Senate debates

Tuesday, 15 October 2019

Bills

Offshore Petroleum and Greenhouse Gas Storage Amendment (Miscellaneous Amendments) Bill 2019, Offshore Petroleum and Greenhouse Gas Storage (Regulatory Levies) Amendment Bill 2019; Second Reading

1:34 pm

Photo of Peter Whish-WilsonPeter Whish-Wilson (Tasmania, Australian Greens) Share this | Hansard source

The Offshore Petroleum and Greenhouse Gas Storage Amendment (Miscellaneous Amendments) Bill 2019 gives me an opportunity today to say what I didn't get to say in the last day of the 45th Parliament. For senators who were here for the 45th Parliament, you may remember that on the very last sitting day the Senate jammed through this government's pithy changes to the petroleum resource rent tax, commonly known as the PRRT. Under a guillotine—and that is what it was—the government's scant changes to the PRRT were passed without debate. Obviously this was extremely disappointing to myself and to my Greens colleagues and no doubt would have been disappointing to a number of senators who have worked in this chamber for a number of years. The Greens initiated a Senate inquiry into the changes to the petroleum resource rent tax. At the time I called it the 'petroleum rort rent tax', because that is what it is: the biggest rort in the Australian tax system. Some of the biggest polluters and some of the wealthiest companies on this planet with some of the highest returns on shareholder funds have avoided paying tax on the resources that are owned by the Australian people. Why have they avoided paying tax for those resources? Because the system was deliberately set up that way to enable them to do this.

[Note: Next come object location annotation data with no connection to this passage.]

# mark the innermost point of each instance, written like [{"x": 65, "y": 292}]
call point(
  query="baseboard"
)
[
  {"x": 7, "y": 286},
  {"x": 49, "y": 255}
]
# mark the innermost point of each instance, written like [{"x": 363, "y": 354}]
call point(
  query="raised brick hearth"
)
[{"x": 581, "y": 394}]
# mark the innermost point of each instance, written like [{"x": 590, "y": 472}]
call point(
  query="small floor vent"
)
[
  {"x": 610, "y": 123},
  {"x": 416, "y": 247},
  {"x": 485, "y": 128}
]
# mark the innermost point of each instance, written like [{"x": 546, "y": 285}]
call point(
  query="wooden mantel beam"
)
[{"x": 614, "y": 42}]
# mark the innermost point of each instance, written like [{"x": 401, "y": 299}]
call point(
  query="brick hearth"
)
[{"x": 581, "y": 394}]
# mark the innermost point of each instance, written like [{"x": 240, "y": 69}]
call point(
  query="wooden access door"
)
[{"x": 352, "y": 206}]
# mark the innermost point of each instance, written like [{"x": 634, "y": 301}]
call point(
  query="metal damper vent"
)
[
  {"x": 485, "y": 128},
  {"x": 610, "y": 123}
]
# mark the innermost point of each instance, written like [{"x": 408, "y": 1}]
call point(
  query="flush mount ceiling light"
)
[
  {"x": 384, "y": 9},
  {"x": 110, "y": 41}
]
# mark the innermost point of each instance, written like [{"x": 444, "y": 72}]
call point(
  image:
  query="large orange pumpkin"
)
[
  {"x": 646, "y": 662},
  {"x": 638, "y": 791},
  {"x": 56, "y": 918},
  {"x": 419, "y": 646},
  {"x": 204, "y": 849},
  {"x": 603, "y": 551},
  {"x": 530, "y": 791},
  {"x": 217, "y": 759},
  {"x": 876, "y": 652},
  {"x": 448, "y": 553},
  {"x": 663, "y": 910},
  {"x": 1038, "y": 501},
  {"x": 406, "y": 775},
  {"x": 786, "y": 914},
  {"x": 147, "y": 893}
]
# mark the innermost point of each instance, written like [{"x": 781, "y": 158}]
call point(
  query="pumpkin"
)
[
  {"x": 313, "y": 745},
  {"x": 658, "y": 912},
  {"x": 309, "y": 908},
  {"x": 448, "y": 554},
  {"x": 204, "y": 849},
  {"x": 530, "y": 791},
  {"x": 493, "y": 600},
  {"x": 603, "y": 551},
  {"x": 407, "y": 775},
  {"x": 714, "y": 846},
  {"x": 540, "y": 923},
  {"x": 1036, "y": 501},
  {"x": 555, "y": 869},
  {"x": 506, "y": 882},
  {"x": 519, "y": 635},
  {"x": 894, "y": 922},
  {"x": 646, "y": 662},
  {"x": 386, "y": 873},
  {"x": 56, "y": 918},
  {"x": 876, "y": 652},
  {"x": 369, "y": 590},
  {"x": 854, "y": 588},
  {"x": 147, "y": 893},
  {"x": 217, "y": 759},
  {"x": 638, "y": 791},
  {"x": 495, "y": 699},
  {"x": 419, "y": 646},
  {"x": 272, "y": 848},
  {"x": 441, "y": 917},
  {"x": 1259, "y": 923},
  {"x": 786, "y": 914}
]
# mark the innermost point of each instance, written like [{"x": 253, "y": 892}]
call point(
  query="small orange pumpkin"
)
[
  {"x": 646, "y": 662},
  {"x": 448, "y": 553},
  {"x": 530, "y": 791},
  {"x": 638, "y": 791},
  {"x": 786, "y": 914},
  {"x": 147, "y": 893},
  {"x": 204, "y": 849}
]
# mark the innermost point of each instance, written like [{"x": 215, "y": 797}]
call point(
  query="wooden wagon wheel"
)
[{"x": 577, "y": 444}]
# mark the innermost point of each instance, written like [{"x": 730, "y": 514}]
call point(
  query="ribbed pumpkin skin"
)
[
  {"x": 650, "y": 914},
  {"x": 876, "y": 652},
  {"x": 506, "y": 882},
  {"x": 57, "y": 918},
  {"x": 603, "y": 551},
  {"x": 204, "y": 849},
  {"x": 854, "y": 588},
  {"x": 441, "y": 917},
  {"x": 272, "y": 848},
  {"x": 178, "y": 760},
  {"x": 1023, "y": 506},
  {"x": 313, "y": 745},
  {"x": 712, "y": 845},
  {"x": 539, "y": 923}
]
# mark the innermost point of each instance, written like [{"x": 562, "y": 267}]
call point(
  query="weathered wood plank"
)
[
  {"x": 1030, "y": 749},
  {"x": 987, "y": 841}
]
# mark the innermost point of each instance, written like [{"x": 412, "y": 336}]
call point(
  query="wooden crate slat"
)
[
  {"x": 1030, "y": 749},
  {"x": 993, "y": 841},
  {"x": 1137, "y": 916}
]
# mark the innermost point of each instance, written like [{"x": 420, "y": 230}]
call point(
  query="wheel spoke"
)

While we've all sat through numerous Senate inquiries and significant legislation trying to crack down on multinational tax avoidance—and I commend the government, the Labor Party and the crossbench senators for the combined focus and effort in this place to get results—how is it that this sector, this industry, gets away with this time and time again? I didn't get to put forward the details of the Greens amendments to try to fix the petroleum rort rent tax—amendments that, by the way, were reflected in recommendations from the Senate inquiry into how to properly fix this tax to get a fair return for the Australian people on the resources that they own. I think they would have gone a reasonable way towards addressing this deficiency in our tax system and I think this is something the Australian people would have supported. They have to pay their fair share of tax and they just don't get how some of the biggest polluters and biggest companies on the planet can avoid paying their tax.

Senator Di Natale mentioned earlier that it is not just the PRRT where they have been able to accumulate $380 billion in deferred taxes to the Australian people and to the Australian government; a number of these companies were also singled out for attention by senators in this chamber for not paying any tax at all. I was very encouraged that the Australian Taxation Office took on Chevron and other big polluters and forced them to pay at least some of the tax they owed to the Australian people. You can draw your own conclusions as to why this industry seems to be so sacrosanct. Why is it that the oil and gas industry gets away with it time and time again?